LATS Young Investigator Awards

Monalisa Ferreira Azevedo

Winner 2009

A NOVEL SYNDROME RELATED TO SELENOPROTEINS DEFICIENCY Azevedo, MF1,3; Barra, GB2; Castro, LC1; Amato, AA1,3; Velasco LFR2; Godoy, P2; Naves, LA3; Neves, FAR1

1 Laboratory of Molecular Pharmacology, Faculty of Health Sciences, University of Brasília – UnB, Brasília, DF, Brazil. 2 Sabin Institute and Laboratory of Clinical Analysis, Brasilia, DF, Brazil. 3 Section of Endocrinology, University Hospital of Brasilia, Faculty of Medicine, University of Brasilia - UnB, Brasilia, DF, Brazil.

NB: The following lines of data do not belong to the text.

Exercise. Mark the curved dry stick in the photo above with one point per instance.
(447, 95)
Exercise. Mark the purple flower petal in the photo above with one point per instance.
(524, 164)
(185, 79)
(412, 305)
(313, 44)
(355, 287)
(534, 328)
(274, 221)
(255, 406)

The generation of active thyroid hormone or its inactivation is mediated by deiodinases. The synthesis of these enzymes requires incorporation of the rare aminoacid selenocysteine, through recoding of the UGA stop codon, in a unique process that creates the class of selenoproteins. The recognition of UGA requires a selenocysteine insertion sequence (SECIS) element in the 3’ untranslated region, and is mediated by the SECIS binding protein (SBP2). We describe a 11-year-old girl who presented with thyroid hormone dysfunction associated with short stature, delayed bone age, defective auditory function, progressive peripheral myopathy characterized by hypotonia and weakness, and moderate scoliosis with lateral trunk deviation. Serum TSH was slightly increased, with elevated T4 and reverse T3, while T3 levels were low. Low doses of T3 supplementation, but not T4, suppressed TSH. These findings suggest an impairment of the conversion of T4 to T3. Further analysis showed that the patient’s serum levels of another selenoprotein, glutathione peroxidase (GPx), were significantly reduced (GPx 11 U/g Hb; Normal Range 27.5 – 73.5 U/g Hb). Moreover, serum selenium was undetectable (Normal Range 50 –150 mg/L). Genetic investigation demonstrated two novel nonsense heterozygous mutations affecting the SBP2 gene that create a truncated protein (R120X/R770X). Family investigation showed that inheritance is recessive. Since SBP2 is epistatic to selenoproteins synthesis, these mutations produced a generalized defect on selenoproteins, with a phenotype that had not been previously described. The description of this novel syndrome comprises a new perspective on the comprehension of the physiological role of selenoproteins in humans.